Two weeks ago, I was in Quebec City with Sophie Brochu. I told her that she had to use stations to attract drivers. If you tell them that a station will open on a specific date, they might buy 10 trucks. If you have a public station, more people will fill up there, a lot more than I would at my own station. In our sector, you depend on yourself; you can't depend on others. And yet, all truckers fill up at a public station, so the gas isn't lost. Otherwise, it evaporates and that causes problems.
I am, of course, putting a lot of pressure on Gaz Métro, which will need a lot more help. My worry is that giant U.S. producers and distributors will swoop in and capture the market. As a public utility, Gaz Métro has to operate within certain parameters, just like Hydro-Québec, but you know exactly what I mean.
In the commercial and retail world, it is a completely different story. You have to adapt. This is ridiculous, but a driver is not going to get off at exit 114 to fill up and then get off at exit 122 to eat and shower. The gas station has to be in the same place as the truck stop. It is silly to say, but it's just plain common sense.
You have to give a project like this commercial appeal. If you buy a car, are you going to buy gas from a station in the middle of nowhere, where there isn't a sole around? Of course not, you will go someplace with a Tim Hortons and you'll buy a coffee and a chocolate bar. That is how people work. Truckers are people too, no different. They have to be treated as such. They want to fill up somewhere with services. Otherwise, it won't work.

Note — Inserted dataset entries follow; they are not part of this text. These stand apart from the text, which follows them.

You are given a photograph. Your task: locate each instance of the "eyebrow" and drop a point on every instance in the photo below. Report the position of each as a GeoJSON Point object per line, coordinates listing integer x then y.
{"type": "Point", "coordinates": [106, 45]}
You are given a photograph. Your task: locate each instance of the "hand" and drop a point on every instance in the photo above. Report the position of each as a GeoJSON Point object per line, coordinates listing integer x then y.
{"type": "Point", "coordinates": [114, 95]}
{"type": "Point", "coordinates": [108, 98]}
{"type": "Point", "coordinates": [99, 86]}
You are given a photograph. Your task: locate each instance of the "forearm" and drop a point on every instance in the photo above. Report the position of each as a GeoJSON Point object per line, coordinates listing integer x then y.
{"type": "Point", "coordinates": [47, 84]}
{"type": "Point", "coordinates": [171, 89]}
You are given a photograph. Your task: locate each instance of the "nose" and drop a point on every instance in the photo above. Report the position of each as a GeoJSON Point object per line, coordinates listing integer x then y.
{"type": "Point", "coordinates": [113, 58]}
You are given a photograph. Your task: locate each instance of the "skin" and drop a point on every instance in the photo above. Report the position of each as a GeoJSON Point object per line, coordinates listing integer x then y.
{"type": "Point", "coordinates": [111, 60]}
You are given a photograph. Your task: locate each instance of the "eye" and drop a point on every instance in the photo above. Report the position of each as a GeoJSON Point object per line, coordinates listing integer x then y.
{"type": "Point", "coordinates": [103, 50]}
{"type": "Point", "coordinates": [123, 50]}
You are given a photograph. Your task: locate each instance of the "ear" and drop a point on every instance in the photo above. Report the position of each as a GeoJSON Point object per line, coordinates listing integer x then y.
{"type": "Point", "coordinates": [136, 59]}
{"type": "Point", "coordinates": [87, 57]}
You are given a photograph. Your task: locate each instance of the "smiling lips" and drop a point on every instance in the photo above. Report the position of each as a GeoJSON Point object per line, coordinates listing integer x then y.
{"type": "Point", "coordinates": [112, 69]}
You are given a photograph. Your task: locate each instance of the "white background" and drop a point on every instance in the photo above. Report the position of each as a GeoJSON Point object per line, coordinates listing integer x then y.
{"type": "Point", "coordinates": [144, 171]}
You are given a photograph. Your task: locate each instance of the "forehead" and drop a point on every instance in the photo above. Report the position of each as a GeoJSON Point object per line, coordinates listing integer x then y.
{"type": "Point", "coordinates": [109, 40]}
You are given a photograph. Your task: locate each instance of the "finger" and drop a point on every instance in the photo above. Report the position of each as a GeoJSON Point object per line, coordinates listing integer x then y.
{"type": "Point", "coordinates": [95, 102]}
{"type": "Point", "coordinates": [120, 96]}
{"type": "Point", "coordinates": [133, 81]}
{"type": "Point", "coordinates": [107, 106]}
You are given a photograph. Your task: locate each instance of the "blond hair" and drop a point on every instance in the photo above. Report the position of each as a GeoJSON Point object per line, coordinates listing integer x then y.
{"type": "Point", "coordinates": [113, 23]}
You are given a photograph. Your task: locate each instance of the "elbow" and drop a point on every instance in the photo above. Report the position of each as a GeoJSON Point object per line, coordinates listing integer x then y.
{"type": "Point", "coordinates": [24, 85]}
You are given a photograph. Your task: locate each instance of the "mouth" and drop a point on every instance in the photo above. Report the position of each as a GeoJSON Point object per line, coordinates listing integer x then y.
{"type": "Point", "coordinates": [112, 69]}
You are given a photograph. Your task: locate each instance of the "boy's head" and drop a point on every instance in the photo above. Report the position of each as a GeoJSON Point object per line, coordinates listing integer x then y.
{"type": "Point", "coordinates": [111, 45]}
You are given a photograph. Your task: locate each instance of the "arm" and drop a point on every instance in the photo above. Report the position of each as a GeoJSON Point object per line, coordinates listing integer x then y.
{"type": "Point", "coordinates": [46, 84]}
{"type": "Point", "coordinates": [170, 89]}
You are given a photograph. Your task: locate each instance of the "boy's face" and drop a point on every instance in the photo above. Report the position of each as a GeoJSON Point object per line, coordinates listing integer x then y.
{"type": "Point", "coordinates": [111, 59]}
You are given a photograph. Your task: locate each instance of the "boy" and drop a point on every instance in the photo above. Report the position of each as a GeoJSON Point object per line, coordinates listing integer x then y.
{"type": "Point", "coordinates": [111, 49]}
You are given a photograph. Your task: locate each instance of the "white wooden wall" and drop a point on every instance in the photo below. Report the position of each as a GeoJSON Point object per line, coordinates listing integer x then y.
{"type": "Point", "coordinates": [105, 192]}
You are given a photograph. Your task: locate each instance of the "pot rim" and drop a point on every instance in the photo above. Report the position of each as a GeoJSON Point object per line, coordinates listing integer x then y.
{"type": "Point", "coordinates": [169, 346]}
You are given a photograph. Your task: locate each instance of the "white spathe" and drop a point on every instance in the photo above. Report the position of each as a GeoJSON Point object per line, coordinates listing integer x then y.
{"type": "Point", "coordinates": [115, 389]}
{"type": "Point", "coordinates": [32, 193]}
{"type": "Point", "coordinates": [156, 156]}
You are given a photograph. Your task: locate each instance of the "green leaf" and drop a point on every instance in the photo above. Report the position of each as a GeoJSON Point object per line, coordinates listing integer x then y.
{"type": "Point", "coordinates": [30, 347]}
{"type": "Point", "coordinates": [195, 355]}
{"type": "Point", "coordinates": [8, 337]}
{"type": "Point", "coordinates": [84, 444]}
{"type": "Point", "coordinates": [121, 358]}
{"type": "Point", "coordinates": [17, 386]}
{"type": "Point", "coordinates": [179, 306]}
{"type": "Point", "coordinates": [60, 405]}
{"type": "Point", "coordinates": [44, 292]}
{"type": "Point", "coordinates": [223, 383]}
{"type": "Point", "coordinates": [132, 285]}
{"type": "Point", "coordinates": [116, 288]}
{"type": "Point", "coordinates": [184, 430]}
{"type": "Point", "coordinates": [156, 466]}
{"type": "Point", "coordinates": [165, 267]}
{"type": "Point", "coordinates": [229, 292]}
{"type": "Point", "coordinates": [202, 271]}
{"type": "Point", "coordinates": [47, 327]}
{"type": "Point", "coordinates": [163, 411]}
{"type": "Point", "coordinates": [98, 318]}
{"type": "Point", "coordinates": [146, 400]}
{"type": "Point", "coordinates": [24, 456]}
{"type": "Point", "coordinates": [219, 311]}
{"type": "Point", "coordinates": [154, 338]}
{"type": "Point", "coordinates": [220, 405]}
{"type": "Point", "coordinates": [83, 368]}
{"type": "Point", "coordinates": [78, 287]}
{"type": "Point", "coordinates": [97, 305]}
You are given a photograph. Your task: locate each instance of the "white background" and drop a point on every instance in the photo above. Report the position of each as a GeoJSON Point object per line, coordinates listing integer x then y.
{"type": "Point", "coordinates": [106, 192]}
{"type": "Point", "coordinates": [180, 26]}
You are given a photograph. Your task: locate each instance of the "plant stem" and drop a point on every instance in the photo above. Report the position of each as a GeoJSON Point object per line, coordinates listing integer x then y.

You have to partner with other organizations specializing in retail. That is the only way to sell natural gas. Everyone has their speciality. If someone asks me about steel products, I cannot give an answer because I don't have that knowledge. I am better off partnering with someone who makes steel. I don't have the capacity to manufacture tires, I prefer to buy them from Michelin, whose job it is to make them. The same goes for us. The same goes for gas. We need experts in distribution, networking and so forth. That's the way to make things better. Right now, that is not happening.